|Director : Vargaftig B. Boris (email@example.com)|
We studied the mechanisms of alllergen-induced mucosal metaplasia in the murine model of asthma, particularly the differences between allergen and IL-13 and we showed a role for leukotrienes. Studies concerning the mechanisms of the corticosteroid-resistant bronchoconstriction induced in certain murine strains by LPS showed a large dependence upon CD14 and TLR receptors. Additionally, we identified phospholipid scramblase as a molecular effector of mast cell activation, a triggering step in allergic asthma. Furthermore, we studied the Cox-2 expression, which is enhanced in inflammatory settings. We established that Cox-2 induction in human pulmonary endothelial cells require both NF-kappaB and p38 MAP kinase activation. In addition, we showed that EPA, a polyunsaturated fatty acid, was able to inhibit this enzyme induction through lipoxygenase pathways.

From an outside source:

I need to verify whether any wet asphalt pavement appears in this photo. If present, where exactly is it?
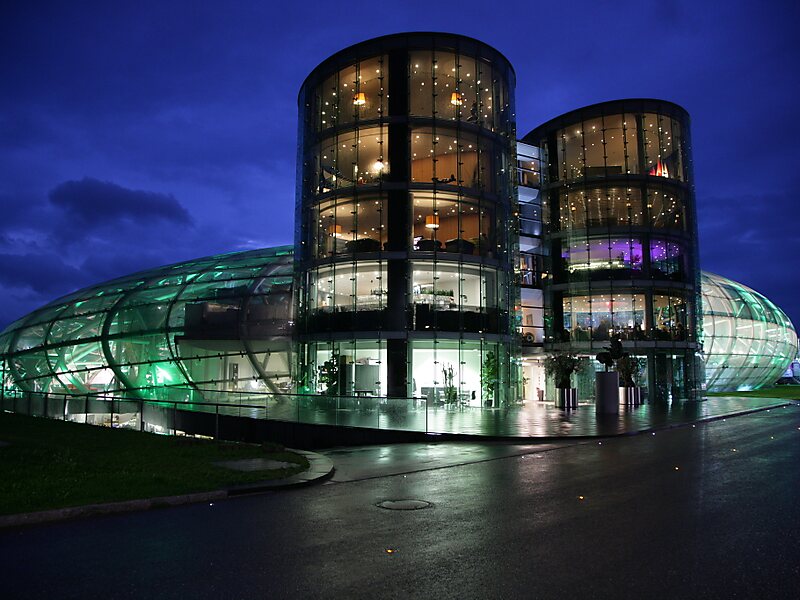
[0,405,800,599]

Mechanisms of allergic and non-allergic bronchopulmonary hyperreactivity (B. Boris Vargaftig)
We study the immunological and pharmacological control of pulmonary inflammation, due to allergic, environmental and toxic origins. Th2 lymphocytes play an essential role in triggering and perpetuating allergy, whereas the augmentation of the number or of the activity of Th1 lymphocytes, particularly the augmented production of Il-12 and of d'IFN-g, opposes to this effect has thus an anti-allergic potencial. We demonstrated that the intra-pulmonary administration of B.C.G., a recognized Th1 stimulator, inhibits eosinophilic inflammation of the airways, which characterizes allergy, as well as the accompanying bronchopulmonary hyperreactivit (BHR). The unraveling of the role of the Th1 cytokines and of alveolar macrophages and dendritic cells is under investigation. An ex vivo procedure to study the production of cytokines by lung explants was developed, which allows to show the simultaneous production of cytokines and other relevant mediators generated ex vivo or in vitro following different provocations in vivo or in vitro, whether allergic or not. This procedure led to the study of IL-4R a -/- mice, which, as shown earlier, produce IL-5, undergo BHR and an augmented vascular permeability and recruit eosinophils to the lungs in the absence of IL-4 or of IgE specific for ovalbumin to which they are initially immunized. In preliminary experiences, -/- mice for IL-4 displayed a comparable pattern.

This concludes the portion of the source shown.